For General Wesley K. Clark, the former NATO supreme allied commander, the smartest move for the U.S. on China would be to create a new political and economic partnership with Europe. As Clark sees it, America’s main goal should be to get China to join the rules-based international order, and the best way to accomplish that is by speaking to China with a single, unified voice from the United States and the countries of Europe. Clark proposes a new treaty among the U.S., the U.K., and the EU, to lay out unified regulations on climate change, labor standards, privacy, and the rule of law. U.S. President Joe Biden has promised to hold a summit of the world’s democracies during his first year in office, but the prospects for a new treaty are murky. The treaty would require two-thirds’ approval in the gridlocked U.S. Senate, while Europe is struggling with nascent autocracies in Hungary and Poland. And powerful U.S. corporations are eager to pounce on lucrative investments in China.


Michael Bluhm: In your new article for the Washington Monthly, you write that China is endeavoring to replace the United States as the world’s indispensable power and to replace the postwar institutions that the U.S. helped create. Of course, China is a competitor to the United States, and yet China and the U.S. are each other’s largest trade partners, so their relationship is both competitive and cooperative. In your proposal, what are your strategic goals regarding China?

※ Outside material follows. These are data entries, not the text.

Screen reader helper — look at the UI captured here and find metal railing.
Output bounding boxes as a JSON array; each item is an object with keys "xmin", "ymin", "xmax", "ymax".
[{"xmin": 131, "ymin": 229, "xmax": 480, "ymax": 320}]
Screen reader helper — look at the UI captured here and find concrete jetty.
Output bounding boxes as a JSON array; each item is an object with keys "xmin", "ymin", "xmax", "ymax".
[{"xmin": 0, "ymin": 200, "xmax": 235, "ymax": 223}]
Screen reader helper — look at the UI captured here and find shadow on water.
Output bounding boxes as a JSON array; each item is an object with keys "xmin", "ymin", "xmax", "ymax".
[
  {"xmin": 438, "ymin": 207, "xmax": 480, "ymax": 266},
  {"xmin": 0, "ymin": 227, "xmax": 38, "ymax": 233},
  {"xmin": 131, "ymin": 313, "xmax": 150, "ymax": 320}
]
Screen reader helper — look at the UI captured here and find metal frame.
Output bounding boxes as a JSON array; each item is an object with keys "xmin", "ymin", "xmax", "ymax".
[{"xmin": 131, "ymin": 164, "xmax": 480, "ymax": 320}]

What are you trying to accomplish?

Wesley Clark: The fundamental goal is to help manage the ascent of China to an even more powerful global power. China should be an active and faithful participant in a rules-based international order. It’s to China’s interest as well as everyone else’s. But right now, China doesn’t see that. In order to help China see that, we must have the support of allies, who [help] convince China that participating in and adhering to the rules-based order is more advantageous than trying to smash it and reform it, to put China at the center.